If you're calling your test program from Perl, then the hard (and traditional) way involves doing dark and horrid bit-shifts to $?. You can read about that in the system function documentation if you really want to see how to do it.

The nice way involves using a module which gives you a system style function that processes return values for you:

use IPC::System::Simple qw(systemx EXIT_ANY);

my $exit_value = systemx( EXIT_ANY, 'mytest.t' );

The EXIT_ANY symbol allows your script to return any exit value, which we can then capture. If you just want to make sure that your scripts are passing (ie, returning a zero exit status), and halt as soon as any fail, that's IPC::System::Simple's default behaviour:

use IPC::System::Simple qw(systemx);

systemx( 'mytest.t' );  # Run this command successfully or die.
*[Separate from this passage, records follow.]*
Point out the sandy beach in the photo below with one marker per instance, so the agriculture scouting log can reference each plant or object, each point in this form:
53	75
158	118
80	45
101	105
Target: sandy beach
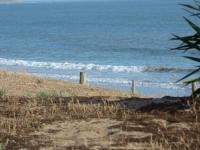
45	114
22	84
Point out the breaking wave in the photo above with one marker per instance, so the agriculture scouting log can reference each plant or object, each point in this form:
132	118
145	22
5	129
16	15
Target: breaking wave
81	66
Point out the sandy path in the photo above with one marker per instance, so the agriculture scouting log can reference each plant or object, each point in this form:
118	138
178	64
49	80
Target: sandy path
90	134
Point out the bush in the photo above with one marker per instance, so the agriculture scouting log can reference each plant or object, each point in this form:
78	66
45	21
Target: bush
191	42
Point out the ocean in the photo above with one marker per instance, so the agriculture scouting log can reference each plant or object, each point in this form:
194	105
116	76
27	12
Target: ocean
114	42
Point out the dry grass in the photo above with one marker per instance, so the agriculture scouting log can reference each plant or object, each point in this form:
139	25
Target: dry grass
21	116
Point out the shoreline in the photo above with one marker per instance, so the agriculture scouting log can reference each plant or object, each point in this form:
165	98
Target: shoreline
26	84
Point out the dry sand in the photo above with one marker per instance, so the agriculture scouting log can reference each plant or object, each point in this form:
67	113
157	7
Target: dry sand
21	84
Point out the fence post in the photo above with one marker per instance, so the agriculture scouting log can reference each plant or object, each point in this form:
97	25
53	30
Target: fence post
133	86
193	87
82	78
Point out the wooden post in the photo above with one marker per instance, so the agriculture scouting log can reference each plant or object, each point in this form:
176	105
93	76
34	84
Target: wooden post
133	87
82	78
193	87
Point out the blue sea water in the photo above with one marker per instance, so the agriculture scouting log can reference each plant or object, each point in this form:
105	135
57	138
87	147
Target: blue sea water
114	42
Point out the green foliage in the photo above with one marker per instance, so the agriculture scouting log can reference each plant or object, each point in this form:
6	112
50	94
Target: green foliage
191	42
3	92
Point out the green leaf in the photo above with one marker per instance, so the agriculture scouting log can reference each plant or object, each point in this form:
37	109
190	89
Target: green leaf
197	92
194	26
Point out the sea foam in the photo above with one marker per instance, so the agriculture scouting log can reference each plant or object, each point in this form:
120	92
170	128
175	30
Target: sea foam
89	66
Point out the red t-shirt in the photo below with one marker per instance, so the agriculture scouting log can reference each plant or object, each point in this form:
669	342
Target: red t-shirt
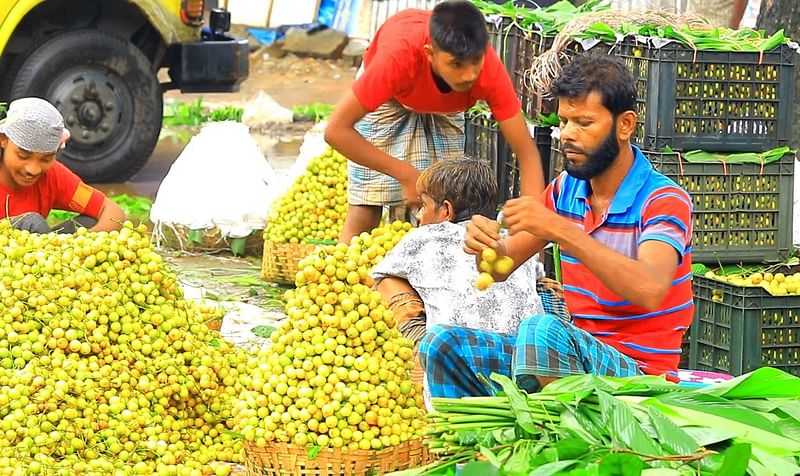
395	67
59	189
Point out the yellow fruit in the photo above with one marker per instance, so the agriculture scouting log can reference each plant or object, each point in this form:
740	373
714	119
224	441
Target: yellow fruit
483	281
504	265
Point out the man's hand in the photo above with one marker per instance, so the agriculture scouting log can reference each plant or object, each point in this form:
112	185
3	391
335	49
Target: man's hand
481	233
528	214
409	186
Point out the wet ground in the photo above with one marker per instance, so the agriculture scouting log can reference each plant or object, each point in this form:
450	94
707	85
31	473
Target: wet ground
290	81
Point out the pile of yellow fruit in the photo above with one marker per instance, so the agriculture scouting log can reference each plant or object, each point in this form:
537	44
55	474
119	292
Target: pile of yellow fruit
337	374
315	205
777	284
104	368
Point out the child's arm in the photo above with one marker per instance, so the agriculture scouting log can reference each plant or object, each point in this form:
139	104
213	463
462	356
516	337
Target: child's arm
402	299
110	218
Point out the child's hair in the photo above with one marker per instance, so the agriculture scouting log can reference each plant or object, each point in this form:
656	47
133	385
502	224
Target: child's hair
469	184
459	28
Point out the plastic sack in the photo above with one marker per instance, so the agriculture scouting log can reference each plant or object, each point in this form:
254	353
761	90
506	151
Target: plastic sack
313	146
220	183
264	110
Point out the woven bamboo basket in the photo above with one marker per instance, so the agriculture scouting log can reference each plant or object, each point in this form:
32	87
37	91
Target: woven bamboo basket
178	237
279	262
281	459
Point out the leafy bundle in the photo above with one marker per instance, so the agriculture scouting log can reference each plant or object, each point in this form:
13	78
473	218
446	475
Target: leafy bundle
590	425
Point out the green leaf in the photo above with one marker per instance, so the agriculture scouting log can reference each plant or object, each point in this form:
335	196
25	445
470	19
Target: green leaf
671	436
553	468
705	436
195	236
233	434
518	401
238	246
775	463
735	460
765	382
697	415
625	428
571	448
491	457
313	451
262	331
621	464
478	468
582	427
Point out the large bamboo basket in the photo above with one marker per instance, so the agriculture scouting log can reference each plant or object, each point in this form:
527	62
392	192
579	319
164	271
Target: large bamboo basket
281	459
280	260
178	237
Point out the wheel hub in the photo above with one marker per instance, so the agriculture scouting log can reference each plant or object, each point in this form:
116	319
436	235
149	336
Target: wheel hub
90	102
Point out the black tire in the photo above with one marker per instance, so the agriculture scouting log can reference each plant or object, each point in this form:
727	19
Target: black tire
109	95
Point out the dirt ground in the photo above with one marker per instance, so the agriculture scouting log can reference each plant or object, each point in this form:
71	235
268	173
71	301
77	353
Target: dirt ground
291	81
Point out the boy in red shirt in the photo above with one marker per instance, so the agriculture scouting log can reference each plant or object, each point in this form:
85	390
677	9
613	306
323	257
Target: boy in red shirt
33	182
422	70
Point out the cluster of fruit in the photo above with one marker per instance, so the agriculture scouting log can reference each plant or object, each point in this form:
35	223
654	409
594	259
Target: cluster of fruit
314	206
491	264
104	368
777	284
337	373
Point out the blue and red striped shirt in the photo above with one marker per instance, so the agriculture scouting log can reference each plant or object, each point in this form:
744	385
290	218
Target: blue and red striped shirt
647	206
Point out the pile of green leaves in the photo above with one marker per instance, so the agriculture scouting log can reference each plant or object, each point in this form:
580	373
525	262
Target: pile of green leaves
312	112
136	208
194	113
548	21
481	111
715	39
588	425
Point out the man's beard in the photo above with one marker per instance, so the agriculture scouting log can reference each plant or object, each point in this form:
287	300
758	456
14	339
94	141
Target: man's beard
597	161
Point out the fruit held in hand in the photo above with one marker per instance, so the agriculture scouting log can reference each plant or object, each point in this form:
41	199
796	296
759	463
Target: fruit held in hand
504	265
484	281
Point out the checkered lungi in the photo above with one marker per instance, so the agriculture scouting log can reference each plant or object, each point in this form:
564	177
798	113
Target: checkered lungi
421	139
458	361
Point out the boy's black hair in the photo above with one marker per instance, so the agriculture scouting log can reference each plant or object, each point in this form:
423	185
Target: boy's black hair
469	184
608	75
459	28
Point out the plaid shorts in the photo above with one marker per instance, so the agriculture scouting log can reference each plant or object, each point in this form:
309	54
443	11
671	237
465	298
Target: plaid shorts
458	361
421	139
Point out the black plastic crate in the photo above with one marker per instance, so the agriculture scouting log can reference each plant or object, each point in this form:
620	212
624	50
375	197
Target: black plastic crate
742	212
711	100
502	39
738	329
527	46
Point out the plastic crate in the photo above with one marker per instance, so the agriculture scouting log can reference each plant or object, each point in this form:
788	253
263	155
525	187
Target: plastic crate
738	329
742	212
711	100
526	46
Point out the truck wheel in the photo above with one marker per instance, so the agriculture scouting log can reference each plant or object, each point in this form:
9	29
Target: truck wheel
109	95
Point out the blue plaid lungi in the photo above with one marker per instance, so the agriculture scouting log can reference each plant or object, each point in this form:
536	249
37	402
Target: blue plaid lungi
458	361
421	139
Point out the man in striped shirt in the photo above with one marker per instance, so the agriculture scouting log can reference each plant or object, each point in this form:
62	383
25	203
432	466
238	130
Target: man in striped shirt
625	234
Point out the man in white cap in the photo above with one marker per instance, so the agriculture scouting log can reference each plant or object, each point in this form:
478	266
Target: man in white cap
33	182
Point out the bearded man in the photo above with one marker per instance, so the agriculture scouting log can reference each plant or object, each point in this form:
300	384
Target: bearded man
625	233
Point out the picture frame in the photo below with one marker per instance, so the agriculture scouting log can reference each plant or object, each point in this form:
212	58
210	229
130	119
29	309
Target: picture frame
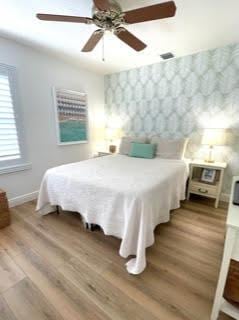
71	116
208	175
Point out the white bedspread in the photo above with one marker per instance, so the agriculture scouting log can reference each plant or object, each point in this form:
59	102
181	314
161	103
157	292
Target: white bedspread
126	196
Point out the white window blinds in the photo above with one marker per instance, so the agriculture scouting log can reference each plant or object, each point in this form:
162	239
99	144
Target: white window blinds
9	138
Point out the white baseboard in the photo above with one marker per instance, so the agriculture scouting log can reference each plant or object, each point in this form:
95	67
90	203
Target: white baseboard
225	197
22	199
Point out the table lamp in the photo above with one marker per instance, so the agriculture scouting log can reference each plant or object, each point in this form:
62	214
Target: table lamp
112	134
213	137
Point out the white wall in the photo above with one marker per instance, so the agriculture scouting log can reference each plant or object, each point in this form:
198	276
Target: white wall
37	74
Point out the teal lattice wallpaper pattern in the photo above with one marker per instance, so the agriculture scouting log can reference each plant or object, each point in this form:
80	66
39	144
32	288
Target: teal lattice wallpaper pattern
180	97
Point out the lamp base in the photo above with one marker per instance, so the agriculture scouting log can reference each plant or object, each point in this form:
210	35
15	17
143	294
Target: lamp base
209	161
112	148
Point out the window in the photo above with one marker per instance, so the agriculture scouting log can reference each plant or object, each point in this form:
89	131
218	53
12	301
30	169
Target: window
11	146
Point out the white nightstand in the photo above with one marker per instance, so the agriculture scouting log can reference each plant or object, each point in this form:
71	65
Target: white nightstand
102	154
202	188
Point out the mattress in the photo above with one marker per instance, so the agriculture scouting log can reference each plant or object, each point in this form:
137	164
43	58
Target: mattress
128	197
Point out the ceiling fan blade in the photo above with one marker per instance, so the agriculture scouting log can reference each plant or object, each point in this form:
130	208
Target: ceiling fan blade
56	17
154	12
130	39
92	42
103	5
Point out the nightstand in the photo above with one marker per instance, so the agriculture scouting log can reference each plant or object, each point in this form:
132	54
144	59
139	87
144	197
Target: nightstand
197	184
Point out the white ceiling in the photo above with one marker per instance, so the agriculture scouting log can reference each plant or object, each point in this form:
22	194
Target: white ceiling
198	25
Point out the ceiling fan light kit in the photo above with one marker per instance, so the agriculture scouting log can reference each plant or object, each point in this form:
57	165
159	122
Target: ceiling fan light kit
109	16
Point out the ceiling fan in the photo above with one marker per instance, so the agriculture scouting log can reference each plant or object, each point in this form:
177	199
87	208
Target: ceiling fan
108	16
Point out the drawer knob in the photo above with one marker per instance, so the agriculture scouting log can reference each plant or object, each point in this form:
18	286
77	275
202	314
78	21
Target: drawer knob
203	190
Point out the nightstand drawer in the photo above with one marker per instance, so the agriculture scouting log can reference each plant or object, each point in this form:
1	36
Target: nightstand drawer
203	189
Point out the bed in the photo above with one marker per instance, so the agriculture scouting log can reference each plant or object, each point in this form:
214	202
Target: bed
127	197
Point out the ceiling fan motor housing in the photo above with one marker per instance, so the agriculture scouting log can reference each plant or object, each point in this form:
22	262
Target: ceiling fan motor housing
110	19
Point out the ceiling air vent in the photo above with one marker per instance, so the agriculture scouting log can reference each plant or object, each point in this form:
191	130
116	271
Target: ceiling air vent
166	56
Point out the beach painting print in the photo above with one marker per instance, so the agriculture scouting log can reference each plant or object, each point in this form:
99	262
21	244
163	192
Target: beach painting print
71	116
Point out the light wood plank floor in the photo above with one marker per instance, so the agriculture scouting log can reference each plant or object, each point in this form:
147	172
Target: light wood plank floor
51	268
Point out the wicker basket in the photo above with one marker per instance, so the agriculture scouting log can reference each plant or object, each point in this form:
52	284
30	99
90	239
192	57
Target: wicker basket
231	292
4	210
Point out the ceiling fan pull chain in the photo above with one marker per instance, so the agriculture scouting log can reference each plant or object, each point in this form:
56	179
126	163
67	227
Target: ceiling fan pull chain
103	48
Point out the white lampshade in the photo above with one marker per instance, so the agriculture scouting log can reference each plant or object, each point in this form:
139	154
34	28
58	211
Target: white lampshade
214	137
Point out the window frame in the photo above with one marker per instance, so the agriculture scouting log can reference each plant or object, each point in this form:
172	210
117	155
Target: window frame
12	165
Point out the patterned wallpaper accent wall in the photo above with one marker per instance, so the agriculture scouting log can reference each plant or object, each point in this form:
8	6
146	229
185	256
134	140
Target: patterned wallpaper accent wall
180	97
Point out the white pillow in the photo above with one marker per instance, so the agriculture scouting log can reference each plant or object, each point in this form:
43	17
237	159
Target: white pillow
125	144
170	148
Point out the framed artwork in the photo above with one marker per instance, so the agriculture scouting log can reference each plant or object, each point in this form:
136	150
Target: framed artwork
71	116
208	175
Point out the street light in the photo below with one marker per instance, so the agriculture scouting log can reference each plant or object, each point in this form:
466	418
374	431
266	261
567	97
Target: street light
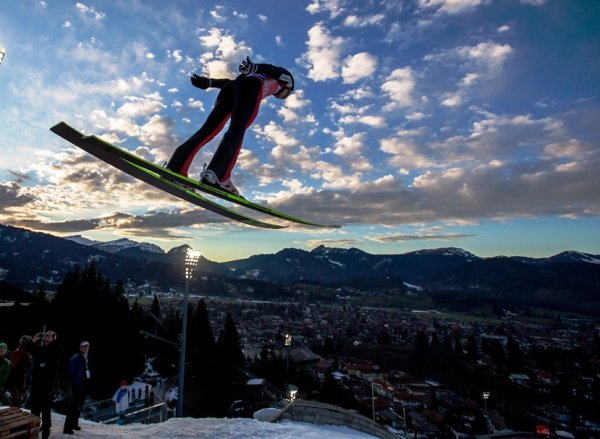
486	396
191	261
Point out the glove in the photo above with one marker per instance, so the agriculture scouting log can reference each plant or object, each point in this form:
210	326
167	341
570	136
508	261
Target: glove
200	82
247	66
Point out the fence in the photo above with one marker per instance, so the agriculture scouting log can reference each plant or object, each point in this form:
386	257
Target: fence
327	414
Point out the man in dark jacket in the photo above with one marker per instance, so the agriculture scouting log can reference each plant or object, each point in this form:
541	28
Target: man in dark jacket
79	374
238	100
46	353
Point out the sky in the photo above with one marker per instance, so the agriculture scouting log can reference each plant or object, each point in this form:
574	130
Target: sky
206	428
415	123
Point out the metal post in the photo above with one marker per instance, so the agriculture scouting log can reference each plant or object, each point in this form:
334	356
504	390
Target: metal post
380	387
486	396
373	401
191	260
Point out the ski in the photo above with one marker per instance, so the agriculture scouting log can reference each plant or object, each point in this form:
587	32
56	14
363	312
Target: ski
67	132
89	145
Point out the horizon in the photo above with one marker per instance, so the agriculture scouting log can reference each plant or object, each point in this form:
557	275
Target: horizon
415	124
166	250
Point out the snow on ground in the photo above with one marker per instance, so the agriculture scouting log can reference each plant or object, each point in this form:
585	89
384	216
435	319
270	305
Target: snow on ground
206	428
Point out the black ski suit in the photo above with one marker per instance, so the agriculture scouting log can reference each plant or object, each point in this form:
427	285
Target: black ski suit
238	100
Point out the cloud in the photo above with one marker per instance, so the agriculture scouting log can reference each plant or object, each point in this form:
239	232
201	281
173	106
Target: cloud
90	11
404	154
451	6
364	20
404	237
11	197
489	55
141	106
359	66
323	54
225	53
334	7
217	12
399	87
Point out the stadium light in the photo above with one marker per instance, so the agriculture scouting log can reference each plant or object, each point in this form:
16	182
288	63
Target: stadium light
191	262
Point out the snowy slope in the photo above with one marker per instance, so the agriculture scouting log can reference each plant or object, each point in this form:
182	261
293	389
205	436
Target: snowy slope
206	428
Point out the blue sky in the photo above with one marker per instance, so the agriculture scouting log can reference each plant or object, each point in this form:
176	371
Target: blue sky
416	123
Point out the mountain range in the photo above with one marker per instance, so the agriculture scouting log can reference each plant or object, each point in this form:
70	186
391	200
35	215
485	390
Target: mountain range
30	259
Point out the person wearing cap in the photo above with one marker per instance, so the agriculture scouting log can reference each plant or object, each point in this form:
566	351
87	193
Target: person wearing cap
46	352
4	372
79	373
20	367
238	101
121	399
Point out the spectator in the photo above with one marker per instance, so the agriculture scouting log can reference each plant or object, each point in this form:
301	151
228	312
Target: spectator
43	376
4	372
19	370
78	377
121	402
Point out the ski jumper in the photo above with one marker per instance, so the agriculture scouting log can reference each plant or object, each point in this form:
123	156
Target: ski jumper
238	101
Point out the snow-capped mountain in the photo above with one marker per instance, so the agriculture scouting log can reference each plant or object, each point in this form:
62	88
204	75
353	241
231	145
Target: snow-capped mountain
568	280
118	245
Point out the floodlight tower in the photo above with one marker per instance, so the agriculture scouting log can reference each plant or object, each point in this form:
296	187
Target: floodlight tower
191	262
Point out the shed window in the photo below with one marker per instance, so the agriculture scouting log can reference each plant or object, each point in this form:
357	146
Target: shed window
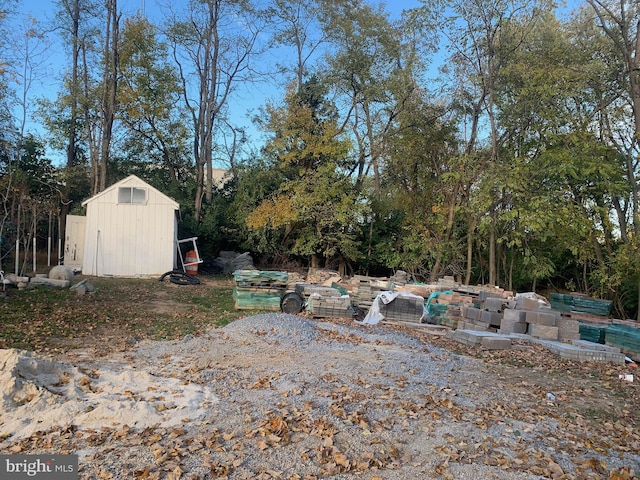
132	195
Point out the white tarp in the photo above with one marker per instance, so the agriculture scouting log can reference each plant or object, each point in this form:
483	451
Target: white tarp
374	315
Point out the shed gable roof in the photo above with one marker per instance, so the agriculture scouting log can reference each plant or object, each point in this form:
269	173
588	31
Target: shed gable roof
132	181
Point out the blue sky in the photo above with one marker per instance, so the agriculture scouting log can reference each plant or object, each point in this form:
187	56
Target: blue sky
249	99
48	81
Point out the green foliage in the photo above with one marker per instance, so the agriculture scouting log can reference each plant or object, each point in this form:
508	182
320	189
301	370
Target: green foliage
317	206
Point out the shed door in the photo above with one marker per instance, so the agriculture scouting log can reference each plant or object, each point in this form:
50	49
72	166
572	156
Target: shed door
74	240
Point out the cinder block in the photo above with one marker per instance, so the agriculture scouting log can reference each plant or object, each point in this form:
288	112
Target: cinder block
527	304
514	315
496	343
540	318
493	304
568	335
544	332
567	324
473	313
491	318
512	326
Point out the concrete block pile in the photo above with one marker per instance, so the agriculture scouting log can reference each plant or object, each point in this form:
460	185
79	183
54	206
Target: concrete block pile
519	316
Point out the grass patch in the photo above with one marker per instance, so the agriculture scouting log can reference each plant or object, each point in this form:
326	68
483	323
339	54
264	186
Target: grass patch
120	310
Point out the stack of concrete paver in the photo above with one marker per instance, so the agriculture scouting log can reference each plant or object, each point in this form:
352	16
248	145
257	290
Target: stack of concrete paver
403	308
330	307
259	290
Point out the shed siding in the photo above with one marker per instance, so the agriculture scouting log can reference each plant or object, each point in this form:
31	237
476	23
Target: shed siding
130	239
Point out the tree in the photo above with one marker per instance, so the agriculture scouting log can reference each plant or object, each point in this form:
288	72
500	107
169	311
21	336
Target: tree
148	95
316	207
215	43
481	38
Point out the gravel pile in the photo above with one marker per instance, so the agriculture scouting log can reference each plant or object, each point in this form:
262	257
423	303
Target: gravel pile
305	399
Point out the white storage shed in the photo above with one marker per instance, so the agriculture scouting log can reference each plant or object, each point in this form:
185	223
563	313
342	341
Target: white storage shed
131	230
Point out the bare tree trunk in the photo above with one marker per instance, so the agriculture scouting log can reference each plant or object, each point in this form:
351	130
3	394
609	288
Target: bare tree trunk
110	84
72	8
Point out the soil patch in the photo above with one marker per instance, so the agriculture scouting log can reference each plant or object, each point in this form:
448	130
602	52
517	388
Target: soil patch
281	396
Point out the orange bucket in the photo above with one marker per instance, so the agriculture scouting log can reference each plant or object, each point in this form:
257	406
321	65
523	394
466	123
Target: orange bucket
191	263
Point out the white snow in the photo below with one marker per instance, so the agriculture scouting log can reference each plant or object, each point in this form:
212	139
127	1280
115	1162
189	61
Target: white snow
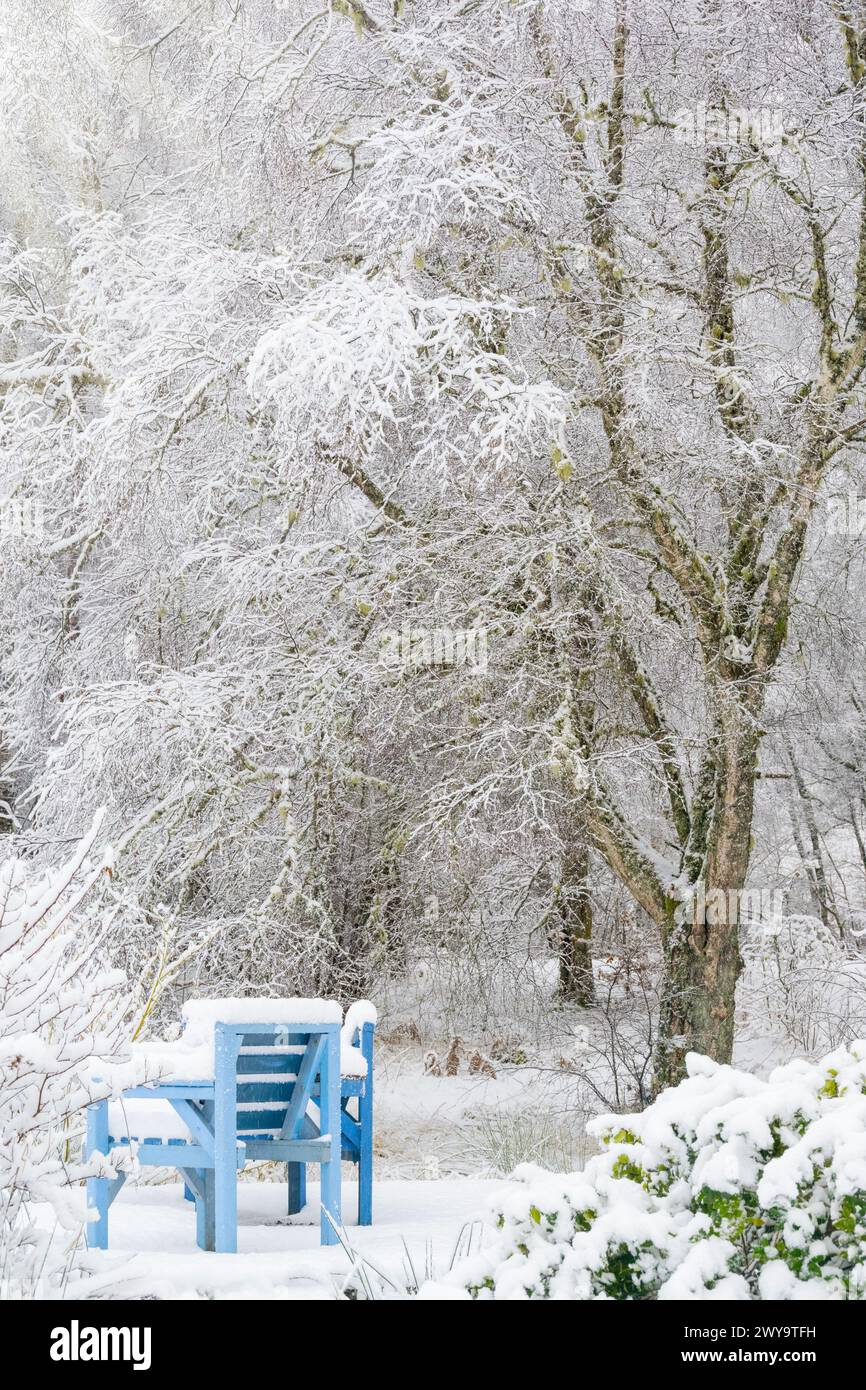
153	1248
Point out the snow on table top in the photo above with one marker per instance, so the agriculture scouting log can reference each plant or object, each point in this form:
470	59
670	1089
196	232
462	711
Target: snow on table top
207	1012
145	1119
191	1058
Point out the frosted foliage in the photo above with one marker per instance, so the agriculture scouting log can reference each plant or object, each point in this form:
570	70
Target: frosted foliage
61	1040
727	1186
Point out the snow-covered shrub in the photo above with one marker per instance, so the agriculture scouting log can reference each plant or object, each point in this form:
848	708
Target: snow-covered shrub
61	1020
729	1186
799	979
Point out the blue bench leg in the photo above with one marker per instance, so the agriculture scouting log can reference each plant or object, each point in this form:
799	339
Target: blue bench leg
96	1232
206	1212
298	1187
225	1147
364	1148
330	1122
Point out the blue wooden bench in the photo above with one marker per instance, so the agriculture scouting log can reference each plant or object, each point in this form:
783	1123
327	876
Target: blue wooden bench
256	1108
356	1130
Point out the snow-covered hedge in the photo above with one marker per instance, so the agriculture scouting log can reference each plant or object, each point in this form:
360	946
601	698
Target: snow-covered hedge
61	1023
726	1187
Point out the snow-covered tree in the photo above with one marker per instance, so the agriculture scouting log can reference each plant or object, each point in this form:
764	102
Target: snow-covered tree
61	1039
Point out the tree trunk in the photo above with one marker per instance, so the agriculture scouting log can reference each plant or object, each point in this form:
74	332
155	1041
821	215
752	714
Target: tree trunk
701	940
574	929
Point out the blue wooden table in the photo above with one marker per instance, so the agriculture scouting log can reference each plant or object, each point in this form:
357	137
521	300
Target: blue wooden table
255	1108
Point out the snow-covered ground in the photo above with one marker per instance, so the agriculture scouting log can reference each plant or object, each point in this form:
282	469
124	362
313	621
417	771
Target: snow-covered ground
419	1228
In all the above examples, you can ask for a replacement system command rather than systemx if you're happy for the possibility of the shell getting involved. See the IPC::System::Simple documentation for more details.

There are other modules that may allow you to easily run a command and capture its exit value. TIMTOWTDI.

Having said that, all the good harnesses should check return values for you, so it's only if you're writing our own testing testers that you should need to look at this yourself.

All the best,

Paul

Disclosure: I wrote IPC::System::Simple, and so may have some positive bias toward it.